Other carriers that relied on a vibrant transfer of labour between eastern Europe and Ireland during the boom years quickly found that demand was stunted as the global economic downturn took hold.
The local impact of route closures can be significant. When Ryanair decided to cease operating a base at Marseille earlier this year following a row with French authorities over labour laws, the reaction of the local chamber of commerce -- which controls the city's airport -- was one of consternation.
Its president, Jacques Pfister, said that Ryanair had brought hundreds of millions of euro into the local economy in the previous four years.
"Ryanair, thanks to its planes based on our territory, has enabled the creation of 1,000 jobs directly or indirectly and brought into the local economy over €550m," he said.
He added that a court ruling which said that Ryanair employees based in France should be subject to French rather than Irish employee and tax laws, was akin to "putting the brakes on development".
When Ryanair sabre-rattled the previous year that it was considering leaving Marseille, Mr Pfister described it as an "alarming threat to the future" and even went as far as to suggest the "whole country" could be destabilised.
But Ryanair is nothing if not fickle.
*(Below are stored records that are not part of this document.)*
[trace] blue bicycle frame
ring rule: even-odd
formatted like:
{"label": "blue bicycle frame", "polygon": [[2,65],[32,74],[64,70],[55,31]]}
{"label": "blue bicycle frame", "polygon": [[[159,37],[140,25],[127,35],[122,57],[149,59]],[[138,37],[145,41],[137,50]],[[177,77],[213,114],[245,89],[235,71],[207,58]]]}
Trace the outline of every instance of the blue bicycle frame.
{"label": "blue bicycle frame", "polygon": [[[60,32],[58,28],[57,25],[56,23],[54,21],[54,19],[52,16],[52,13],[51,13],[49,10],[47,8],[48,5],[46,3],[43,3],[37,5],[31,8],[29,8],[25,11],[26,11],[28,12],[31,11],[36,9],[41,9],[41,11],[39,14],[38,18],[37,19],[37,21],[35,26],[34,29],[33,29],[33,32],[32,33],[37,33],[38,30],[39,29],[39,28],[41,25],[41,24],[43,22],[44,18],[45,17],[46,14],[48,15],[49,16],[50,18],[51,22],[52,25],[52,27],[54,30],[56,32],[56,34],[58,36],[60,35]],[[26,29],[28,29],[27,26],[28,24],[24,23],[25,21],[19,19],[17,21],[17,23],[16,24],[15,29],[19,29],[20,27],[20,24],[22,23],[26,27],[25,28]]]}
As long as the economics make sense, it will jump right back in to airports it has previously abandoned.
Even while Marseille suffered from 13 routes being cut by Ryanair, the airline subsequently added 11 for the current summer season and even has two aircraft based there again up until early next month.
Nine of the summer routes were routes it had previously culled.
Ryanair has also slashed links between Ireland and Germany in recent years, axing popular routes linking Dublin and Hamburg and reducing routes between the capital and Berlin.
Despite this, German-Irish Chamber of Commerce chief executive Ralf Lissek believes the moves have had very little effect on business. He notes instead that Aer Lingus has opened a new route to Stuttgart which is the capital of Baden Wurttemberg -- Germany's economic powerhouse.
Ryanair's closure of routes to Germany from places such as Shannon has hit individual companies but "the roads to Dublin are so good nowadays that it is not really an issue," he adds.
Sources in the airline industry suggest that a new route between Dublin and Leipzig in eastern Germany is also likely to open soon, further enhancing the links between Ireland and our third-largest trading partner.
As Ireland slowly claws its way out of the economic mire it finds itself in, new routes and additional services will probably become more attractive to airline operators.
But those services are also certain to remain dominated by just two carriers -- Ryanair and Aer Lingus, with Ireland's relatively small population and peripheral location continuing to make it a largely unappealing prospect for many potential competitors.